The study underscores the need to consider sex differences in Alzheimer’s research and treatment, the researchers say, as the disease may progress differently in men and women and therefore may require tailored approaches, commented Dr. Gan.
By identifying the role of immune pathways like cGAS-STING in the progression of Alzheimer’s, particularly in individuals with high-risk genetic variants, the researchers hope to open the door to new strategies for treatment—and potentially prevention.
Funding: This work was supported by the National Institute on Aging, part of the National Institutes of Health, through grant numbers R01AG076448, R01AG072758, R01AG054214, R01AG074541, R01AG064239, K99AG078493, and F31AG079560.
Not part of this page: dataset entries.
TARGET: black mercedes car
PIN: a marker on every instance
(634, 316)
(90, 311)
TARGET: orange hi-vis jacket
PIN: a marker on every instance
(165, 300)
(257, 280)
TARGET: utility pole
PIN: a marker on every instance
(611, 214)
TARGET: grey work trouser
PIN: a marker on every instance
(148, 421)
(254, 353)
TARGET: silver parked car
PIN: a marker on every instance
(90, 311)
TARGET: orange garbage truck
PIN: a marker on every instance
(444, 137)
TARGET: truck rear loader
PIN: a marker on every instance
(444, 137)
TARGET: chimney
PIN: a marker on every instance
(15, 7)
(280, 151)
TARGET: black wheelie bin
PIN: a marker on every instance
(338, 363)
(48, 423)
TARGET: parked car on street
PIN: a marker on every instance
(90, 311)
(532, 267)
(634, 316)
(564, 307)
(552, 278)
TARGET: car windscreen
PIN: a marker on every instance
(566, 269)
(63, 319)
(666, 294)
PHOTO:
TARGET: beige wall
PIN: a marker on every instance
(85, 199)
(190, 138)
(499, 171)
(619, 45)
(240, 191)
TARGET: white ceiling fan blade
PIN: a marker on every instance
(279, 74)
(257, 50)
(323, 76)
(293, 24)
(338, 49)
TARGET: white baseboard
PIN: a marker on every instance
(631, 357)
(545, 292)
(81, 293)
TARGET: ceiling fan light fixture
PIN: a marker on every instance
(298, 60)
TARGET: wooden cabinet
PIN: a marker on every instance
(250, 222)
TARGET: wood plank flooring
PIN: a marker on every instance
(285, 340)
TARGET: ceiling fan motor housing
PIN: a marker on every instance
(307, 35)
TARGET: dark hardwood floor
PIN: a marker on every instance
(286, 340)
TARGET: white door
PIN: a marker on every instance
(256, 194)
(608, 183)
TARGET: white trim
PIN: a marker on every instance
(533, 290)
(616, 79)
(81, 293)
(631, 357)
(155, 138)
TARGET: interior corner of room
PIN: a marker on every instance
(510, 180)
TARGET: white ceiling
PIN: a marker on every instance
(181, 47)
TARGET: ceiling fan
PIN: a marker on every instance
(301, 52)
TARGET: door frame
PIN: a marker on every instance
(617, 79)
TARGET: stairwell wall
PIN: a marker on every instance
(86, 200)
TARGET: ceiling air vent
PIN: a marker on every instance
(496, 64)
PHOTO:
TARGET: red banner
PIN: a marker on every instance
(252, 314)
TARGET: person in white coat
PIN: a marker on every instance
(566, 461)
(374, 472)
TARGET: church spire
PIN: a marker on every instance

About this genetics, neurology, and inflammation research news
Author: Krystle Lopez
Source: Weill Cornell University
Contact: Krystle Lopez – Weill Cornell University
Image: The image is credited to Neuroscience News
Original Research: Open access.
“Alzheimer’s disease-linked risk alleles elevate microglial cGAS-associated senescence and neurodegeneration in a tauopathy model” by Li Gan et al. Neuron
Abstract
Alzheimer’s disease-linked risk alleles elevate microglial cGAS-associated senescence and neurodegeneration in a tauopathy model
The strongest risk factors for late-onset sporadic Alzheimer’s disease (AD) include the ε4 allele of apolipoprotein E (APOE), the R47H variant of triggering receptor expressed on myeloid cells 2 (TREM2), and female sex.
Here, we combine APOE4 and TREM2R47H (R47H) in female P301S tauopathy mice to identify the pathways activated when AD risk is the strongest, thereby highlighting detrimental disease mechanisms.
We find that R47H induces neurodegeneration in 9- to 10-month-old female APOE4 tauopathy mice.
The combination of APOE4 and R47H (APOE4-R47H) worsened hyperphosphorylated tau pathology in the frontal cortex and amplified tauopathy-induced microglial cyclic guanosine monophosphate (GMP)-AMP synthase (cGAS)-stimulator of interferon genes (STING) signaling and downstream interferon response.
APOE4-R47H microglia displayed cGAS- and BAX-dependent upregulation of senescence, showing association between neurotoxic signatures and implicating mitochondrial permeabilization in pathogenesis.
By uncovering pathways enhanced by the strongest AD risk factors, our study points to cGAS-STING signaling and associated microglial senescence as potential drivers of AD risk.